Updated: Oct 27
It's not always as simple as deciding to do a renovation. In many cases we need to break it down and look at the following things:
What sections of the house need a renovation?
Would the unrenovated section/s of the house make the house less appealing to buyers?
Do we need a full renovation? Or could we just freshen those areas up?
The biggest thing we need to remember is to look at the return on investment. I also go by the rule- For every dollar, you spend you should be achieving at least 2 dollars back. If this isn’t the case then it may not be worth your while.
Although, in saying that, sometimes there are items in the house that need to be fixed before going to market. Things like a broken aircon unit, lights, leaning fences. Although you are not making the house look more attractive by updating these items, they are also vitally important when selling.
When a buyer sees a broken item, it is common for them to then look around the house for more faults or damage. The more faults they find the less money they will want to offer on the house and worst of all they may not offer at all which costs you in the long run.
Sometimes it's not the buyer who picks these faults but the building and pest inspector. If this is the case, the buyer may have already offered, you may have accepted their offer and then they will ask for a price reduction. We need to do everything we can to avoid this from happening.
When renovating we need to generally consider how to get the most bang for your buck?
While we cannot quantify exactly how much a renovation will add to your sale, plenty of anecdotal evidence suggests it's certainly worthwhile.
“The REA Property Seeker Survey (December 2020) found 84% of sellers undertook some kind of renovation before they sold. On top of that, two in three felt that the sales price increased, even after taking out the cost of the renovation”
If your home needs a full renovation, it can often make more sense to let the new buyer tackle this themselves, this way they can design and choose the theme of the renovation. There are lots of buyers out there ready to get stuck in and buy a blank canvas. Something to also consider is whether or not the home will be replaced at some point. The last thing you want to do is spend all your time and money on a full renovation if it’s the land that’s the valuable asset.
I often recommend smaller renovations to my clients, such as updating the flooring, paint, or light fittings. These items don’t have to break the bank but can make a huge difference.
If the house looks well-maintained and clear of your taste in feature wall colours then it can also present a blank slate for new buyers who can better picture themselves living in the house.
If you are looking at adding even more value you should look at adding functionality to the home. This could mean, converting a bedroom or adding more natural light through windows.
Two of the cost-effective and most popular renovations to be made by sellers when preparing to sell are:
Painting. A popular way of adding light and the illusion of space is to use a lighter shade of paint. There are many white shades available. My favourite right now is Natural White (Dulux) as it is clean and bright without looking too harsh or sterile.

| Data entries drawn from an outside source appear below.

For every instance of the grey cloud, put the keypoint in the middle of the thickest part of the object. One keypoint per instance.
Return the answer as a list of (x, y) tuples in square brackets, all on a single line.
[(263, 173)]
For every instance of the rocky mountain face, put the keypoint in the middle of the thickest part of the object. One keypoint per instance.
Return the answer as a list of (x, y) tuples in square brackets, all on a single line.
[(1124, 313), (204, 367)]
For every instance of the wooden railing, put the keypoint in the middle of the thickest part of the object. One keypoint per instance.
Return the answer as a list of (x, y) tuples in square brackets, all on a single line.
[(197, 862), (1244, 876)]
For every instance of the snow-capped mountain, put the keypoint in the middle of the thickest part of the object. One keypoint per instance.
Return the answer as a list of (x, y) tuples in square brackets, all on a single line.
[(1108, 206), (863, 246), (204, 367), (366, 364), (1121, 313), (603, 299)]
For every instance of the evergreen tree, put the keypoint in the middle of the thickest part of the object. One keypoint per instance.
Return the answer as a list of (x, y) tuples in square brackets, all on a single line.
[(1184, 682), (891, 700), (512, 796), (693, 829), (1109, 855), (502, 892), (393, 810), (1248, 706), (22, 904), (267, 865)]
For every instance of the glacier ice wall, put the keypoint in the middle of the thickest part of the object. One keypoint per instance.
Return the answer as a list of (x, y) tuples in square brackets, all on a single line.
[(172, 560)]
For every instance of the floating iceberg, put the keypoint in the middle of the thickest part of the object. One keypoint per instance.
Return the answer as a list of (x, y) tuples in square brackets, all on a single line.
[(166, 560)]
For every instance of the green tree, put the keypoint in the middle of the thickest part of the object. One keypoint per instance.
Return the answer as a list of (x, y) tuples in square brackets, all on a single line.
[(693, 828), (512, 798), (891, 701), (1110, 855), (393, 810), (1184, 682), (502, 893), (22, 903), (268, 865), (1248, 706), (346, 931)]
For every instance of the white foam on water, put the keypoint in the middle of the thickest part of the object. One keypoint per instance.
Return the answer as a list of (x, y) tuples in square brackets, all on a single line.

Floors- Carpet would the cheaper option, however, laminate/Hybrid floors may be the preferred option (depending on your home- consider your options and budget)
My rule of thumb is to look at the home in general. If the majority of the home is renovated and there is one bathroom that needs an update, or everything is renovated apart from your kitchen, then it’s quite necessary to do a renovation on that room prior to putting your home on the market. - this way the whole property will be presented at the same level leaving no negativity for the buyer.
The kitchen and bathroom are two of the highest impact areas. They’re also the most expensive to renovate, however, if a potential buyer thinks they’re going to need to do a kitchen or bathroom renovation, they may ignore your home altogether. It’s about weighing up the necessity with the return.
If you are going to renovate your kitchen or bathroom you will need to look at the property market and your home in the marketplace.
What types of buyers will your home attract? What level of quality do they expect? Do you need a brand new reno or can you simply freshen up with a few aesthetic touches, like cabinet handles and splashbacks, or a new countertop? Make sure that whatever renovation you are carrying out, that you look at what impact that may have on other sections of the room. Taking out an old countertop may affect the splashback tiles. This may then also need an update. The biggest advice I can give is to plan carefully and ask an expert for their advice
Select your fixtures, fittings, tapware, etc carefully as there can be a huge difference in cost for these items. You can spend $150 on a tap or alternatively $2500. Of course, you need to budget and shop around for the best deals, but most importantly you need to purchase the products that fit with your home. If your home is already high-end with premium upgrades, the last thing you want to do is add a cheap bunnings tap and equally, you don’t need to buy a high-quality European tap if you are adding an Ikea kitchen.
Many buyers I meet get enthusiastic about a house that is naturally lit. Light is a huge factor when it comes to buying and your home is going to have a bigger impact if it looks light and airy.
However, this doesn’t mean you need to start knocking down walls and putting in skylights and new windows.
You may be able to create the illusion of more light and space by simply clearing out the clutter. Reducing bulky furniture and overcrowded zones will make a room feel airy. Cut back any trees and bushes in the garden that may deter natural light from filtering through.
Another cost-effective way of achieving a bright and airy feel could involve changing your window coverings. Outdated blinds or curtains can change the look of an entire room. Go for sheer light-coloured curtains or a simple shutter or roller blind.